I am trying to make a candle that smells like the street after it rains. Not the rain itself, not the clean idea of water falling, but the moment afterward, when the heat rises back up from the ground and the asphalt exhales. It is a dark, mineral breath, almost sweet, almost bitter, and it presses its face into your memory without asking permission. I remember it from childhood, though I can’t remember the year, the street name, or even whose house I was walking toward. I only remember standing still while the adults kept moving, the way children do when something invisible suddenly becomes important. That smell felt like proof that the world was alive and speaking, even if I didn’t yet know how to answer it.
Now I melt wax, and I drip oils in one by one, counting, uncapping, leaning in too close, trying to capture that scent-from-childhood-I-am-still-failing-to-name. I search for the scent like it is a word that slipped my mouth and fell somewhere behind the couch. I know it exists. I know it has a name. But every time I reach for it, my hand closes around something adjacent—smoke, dirt, stone, warmth, iron, rain—but never the thing itself. I stir and stir, hoping repetition will summon accuracy. Instead, the mixture smells like approximation, like circling something without entering it.
This is how language often treats me. I am full of meaning, and yet I arrive with pockets turned inside out. I feel deeply, sometimes overwhelmingly, but when I open my mouth, what comes out is thinner than what I meant. I forget the right word at the worst possible moment, mid-sentence, mid-confession, mid-love. There is a pause, and in that silence I watch the other person’s face adjust. I see patience flicker, then confusion, then a small disappointment I imagine but cannot disprove. I apologize, again. I always apologize. I say, Sorry, that’s not the word I want, or give me a second, or never mind. Nevermind is the worst one. Nevermind is surrender.
The candle does not care that I don’t know the word. Wax does not demand precision. It only asks for heat and time. Still, I feel as though I am failing it, the way I fail people when I cannot articulate the exact shade of my longing or the geometry of my grief. I want to say: this is how much I care, this is how afraid I am of losing you, this is how beautiful this moment feels inside me. Instead, I gesture vaguely. I offer synonyms like loose change. I hope the weight adds up to something convincing.

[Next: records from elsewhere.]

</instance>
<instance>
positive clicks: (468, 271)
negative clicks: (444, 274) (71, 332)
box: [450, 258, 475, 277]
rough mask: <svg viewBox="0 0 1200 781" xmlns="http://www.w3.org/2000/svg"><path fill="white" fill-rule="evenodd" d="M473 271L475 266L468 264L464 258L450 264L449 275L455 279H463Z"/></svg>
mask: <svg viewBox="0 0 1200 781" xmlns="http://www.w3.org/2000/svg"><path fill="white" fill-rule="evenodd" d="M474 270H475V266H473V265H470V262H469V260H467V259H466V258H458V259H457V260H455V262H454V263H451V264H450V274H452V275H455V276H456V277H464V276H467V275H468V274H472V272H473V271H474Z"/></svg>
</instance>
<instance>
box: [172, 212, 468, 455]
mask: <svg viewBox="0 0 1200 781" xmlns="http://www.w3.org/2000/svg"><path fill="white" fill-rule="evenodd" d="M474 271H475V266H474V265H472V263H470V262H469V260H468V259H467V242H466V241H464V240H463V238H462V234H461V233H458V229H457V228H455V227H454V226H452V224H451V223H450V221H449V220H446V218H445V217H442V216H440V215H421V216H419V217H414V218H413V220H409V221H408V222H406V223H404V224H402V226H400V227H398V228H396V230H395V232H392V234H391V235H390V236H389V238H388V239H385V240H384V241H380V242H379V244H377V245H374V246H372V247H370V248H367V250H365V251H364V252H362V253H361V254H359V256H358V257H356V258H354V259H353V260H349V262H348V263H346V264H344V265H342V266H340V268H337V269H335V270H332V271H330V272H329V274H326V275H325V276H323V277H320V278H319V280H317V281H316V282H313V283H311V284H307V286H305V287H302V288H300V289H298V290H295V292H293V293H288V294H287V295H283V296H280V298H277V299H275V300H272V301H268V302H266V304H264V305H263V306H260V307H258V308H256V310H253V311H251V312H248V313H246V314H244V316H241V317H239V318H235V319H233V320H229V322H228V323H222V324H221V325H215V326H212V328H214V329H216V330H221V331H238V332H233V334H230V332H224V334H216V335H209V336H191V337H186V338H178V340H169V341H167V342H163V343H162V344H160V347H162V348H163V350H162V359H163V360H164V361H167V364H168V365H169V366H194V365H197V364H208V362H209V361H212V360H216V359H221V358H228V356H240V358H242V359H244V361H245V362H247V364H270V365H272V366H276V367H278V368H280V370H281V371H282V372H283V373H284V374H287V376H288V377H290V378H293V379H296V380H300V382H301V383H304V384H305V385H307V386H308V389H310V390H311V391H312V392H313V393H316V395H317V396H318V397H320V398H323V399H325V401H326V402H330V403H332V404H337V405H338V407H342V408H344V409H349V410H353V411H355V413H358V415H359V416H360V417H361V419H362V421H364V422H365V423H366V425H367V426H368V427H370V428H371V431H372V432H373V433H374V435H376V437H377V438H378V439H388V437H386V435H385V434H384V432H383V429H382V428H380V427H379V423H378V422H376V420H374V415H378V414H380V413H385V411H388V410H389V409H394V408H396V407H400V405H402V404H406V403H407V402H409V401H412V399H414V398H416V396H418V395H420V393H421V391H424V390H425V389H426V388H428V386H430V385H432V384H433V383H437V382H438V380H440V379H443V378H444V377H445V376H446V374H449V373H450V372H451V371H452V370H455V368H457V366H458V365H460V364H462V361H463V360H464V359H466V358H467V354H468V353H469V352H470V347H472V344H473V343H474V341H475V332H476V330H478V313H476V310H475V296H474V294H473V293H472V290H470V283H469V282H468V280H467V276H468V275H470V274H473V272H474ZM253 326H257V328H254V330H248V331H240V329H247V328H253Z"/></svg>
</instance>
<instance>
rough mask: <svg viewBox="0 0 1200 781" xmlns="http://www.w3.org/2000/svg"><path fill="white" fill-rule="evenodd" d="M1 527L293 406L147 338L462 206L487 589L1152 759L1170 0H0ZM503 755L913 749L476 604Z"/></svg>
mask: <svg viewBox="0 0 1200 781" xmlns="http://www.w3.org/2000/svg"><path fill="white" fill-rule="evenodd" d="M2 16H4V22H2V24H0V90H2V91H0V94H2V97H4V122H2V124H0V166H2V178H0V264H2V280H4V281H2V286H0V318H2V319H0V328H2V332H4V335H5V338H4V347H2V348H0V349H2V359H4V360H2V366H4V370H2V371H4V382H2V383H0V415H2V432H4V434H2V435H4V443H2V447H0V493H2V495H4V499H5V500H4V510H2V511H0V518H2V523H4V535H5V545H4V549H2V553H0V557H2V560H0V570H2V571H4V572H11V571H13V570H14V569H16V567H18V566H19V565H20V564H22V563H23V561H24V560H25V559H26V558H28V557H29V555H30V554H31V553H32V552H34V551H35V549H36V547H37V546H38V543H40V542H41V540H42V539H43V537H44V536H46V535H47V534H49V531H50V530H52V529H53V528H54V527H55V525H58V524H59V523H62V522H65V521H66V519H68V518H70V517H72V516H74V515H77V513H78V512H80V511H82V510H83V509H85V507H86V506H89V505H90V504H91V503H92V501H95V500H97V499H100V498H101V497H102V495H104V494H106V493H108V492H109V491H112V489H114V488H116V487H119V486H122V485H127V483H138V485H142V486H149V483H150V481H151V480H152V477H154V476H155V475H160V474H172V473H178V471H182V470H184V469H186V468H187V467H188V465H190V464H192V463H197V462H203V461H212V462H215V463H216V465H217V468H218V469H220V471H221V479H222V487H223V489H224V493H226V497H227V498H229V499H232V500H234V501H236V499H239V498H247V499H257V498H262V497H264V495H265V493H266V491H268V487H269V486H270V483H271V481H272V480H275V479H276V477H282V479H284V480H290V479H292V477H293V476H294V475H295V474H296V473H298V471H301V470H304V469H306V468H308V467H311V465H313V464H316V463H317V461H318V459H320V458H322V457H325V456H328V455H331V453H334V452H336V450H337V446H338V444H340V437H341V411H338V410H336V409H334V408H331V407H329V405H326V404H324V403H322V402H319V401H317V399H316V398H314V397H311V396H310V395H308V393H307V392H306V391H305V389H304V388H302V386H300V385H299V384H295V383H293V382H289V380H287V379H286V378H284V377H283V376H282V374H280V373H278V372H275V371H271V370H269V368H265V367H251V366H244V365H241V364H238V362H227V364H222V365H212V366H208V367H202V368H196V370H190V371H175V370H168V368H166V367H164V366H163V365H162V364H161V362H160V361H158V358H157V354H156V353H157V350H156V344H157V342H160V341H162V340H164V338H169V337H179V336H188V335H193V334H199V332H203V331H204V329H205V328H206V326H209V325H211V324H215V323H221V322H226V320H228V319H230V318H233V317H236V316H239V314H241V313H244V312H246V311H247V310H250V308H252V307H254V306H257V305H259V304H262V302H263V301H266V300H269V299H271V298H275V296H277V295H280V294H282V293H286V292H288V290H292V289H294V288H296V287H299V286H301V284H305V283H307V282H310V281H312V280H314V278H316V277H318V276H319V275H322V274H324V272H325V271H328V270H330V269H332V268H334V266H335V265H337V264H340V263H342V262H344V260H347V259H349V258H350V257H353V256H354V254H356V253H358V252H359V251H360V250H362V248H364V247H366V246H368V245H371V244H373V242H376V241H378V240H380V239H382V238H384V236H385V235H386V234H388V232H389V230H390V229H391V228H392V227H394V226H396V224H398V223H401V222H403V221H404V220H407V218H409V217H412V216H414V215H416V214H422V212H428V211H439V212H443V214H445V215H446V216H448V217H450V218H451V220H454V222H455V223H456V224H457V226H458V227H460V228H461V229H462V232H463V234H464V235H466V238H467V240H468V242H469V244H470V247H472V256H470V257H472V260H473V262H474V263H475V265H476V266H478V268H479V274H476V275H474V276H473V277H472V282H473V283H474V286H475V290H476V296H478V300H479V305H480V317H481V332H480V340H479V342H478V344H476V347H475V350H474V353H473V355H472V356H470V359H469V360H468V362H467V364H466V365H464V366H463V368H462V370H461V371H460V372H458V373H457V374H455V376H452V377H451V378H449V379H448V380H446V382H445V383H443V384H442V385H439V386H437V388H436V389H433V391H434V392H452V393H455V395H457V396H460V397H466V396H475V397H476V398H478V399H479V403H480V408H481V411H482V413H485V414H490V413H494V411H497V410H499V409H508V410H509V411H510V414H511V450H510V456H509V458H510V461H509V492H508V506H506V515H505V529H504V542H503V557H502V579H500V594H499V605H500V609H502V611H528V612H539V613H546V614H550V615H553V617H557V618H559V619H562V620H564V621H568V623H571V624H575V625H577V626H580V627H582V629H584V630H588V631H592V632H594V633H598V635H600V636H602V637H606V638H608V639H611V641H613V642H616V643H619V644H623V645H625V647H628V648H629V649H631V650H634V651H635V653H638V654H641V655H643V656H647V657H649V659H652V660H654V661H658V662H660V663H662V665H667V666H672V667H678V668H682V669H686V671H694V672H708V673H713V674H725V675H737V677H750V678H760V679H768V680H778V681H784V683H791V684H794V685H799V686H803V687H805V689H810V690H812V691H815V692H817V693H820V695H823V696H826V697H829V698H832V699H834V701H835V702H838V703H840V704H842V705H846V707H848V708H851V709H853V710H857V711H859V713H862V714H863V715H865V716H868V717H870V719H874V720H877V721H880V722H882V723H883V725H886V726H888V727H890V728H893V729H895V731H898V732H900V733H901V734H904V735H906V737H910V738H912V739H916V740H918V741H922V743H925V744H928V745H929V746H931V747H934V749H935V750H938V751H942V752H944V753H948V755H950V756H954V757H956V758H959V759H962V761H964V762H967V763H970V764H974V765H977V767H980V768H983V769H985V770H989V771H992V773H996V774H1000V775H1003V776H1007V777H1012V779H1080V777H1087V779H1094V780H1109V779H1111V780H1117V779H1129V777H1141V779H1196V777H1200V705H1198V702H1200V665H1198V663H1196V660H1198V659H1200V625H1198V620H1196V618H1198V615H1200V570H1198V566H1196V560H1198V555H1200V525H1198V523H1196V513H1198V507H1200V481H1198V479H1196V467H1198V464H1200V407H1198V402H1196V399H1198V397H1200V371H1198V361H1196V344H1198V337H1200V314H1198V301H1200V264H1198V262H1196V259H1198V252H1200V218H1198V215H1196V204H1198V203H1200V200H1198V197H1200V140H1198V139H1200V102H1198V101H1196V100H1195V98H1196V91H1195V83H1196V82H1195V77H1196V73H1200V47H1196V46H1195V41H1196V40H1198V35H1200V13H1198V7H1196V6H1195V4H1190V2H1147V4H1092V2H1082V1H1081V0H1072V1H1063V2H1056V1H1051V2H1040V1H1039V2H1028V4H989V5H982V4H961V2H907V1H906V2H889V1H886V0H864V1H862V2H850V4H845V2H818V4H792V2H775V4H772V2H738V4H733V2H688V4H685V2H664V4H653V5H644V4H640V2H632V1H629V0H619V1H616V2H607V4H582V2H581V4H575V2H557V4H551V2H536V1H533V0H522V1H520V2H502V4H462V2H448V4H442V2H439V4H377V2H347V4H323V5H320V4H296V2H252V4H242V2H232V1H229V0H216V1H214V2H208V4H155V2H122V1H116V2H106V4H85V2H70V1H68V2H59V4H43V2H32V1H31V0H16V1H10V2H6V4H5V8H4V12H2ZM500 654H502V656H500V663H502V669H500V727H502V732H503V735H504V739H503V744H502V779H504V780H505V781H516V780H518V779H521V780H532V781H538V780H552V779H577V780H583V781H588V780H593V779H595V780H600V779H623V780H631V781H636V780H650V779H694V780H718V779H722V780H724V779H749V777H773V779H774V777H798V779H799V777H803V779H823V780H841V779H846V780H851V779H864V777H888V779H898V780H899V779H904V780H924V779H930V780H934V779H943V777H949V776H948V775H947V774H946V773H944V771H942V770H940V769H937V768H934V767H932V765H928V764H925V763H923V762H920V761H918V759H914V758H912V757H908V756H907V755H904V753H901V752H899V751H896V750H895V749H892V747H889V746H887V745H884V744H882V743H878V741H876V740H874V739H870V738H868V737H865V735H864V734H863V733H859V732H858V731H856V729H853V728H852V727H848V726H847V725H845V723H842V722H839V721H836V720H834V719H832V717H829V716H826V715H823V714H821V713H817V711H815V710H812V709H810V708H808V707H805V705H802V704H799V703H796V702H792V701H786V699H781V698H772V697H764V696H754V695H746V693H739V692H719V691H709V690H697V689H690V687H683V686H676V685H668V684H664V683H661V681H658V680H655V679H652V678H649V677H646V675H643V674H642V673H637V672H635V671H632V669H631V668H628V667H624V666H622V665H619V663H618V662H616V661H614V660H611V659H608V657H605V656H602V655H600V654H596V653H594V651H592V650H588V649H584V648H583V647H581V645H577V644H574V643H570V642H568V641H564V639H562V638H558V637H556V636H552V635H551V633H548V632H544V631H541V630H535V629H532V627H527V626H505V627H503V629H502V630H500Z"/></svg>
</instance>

There is shame in not knowing the right words, especially when words are supposed to be my tools, my shelter, or my offering. I was taught that naming something gives you power over it, that clarity is a kind of virtue. So when my tongue trips, I feel as though I am betraying not only myself but the people waiting on the other side of my sentence. I worry they think I am careless or withholding. I worry they do not see that inside me the feeling is complete, complex, and alive—only untranslated.
As the wax cools, a skin forms on the surface, delicate and opaque. I think about how memory works the same way. The smell of wet asphalt is sealed somewhere beneath years of other smells—coffee, hospitals, old books, sex, soap—but it survives. It is patient. It waits for rain, for heat, for the right conditions to rise again. Maybe words are like that too. Maybe they retreat not because they are gone, but because they are waiting to be met gently, without panic. I place the wick carefully in the center. I want it straight. I want it steady. The wick feels like a promise: something small meant to carry fire without disappearing all at once. I think about all the conversations where I burned too hot, too fast, trying to explain myself, exhausting the moment. I think about all the times I went quiet, afraid of getting it wrong. This candle is my apology. For the pauses. For the fragments. For the feelings I handed over without proper labels. For every time I meant more than I managed to say.
When I finally light it, the flame wavers, then settles. The scent is not exact, but it is close enough to make my chest ache. It reminds me that approximation can still be honest, that longing does not require perfect language to be real. I sit with it and watch the light pool softly around the room. I tell myself this is how I love too, hoping the warmth reaches you anyway. I hope the wick never burns out.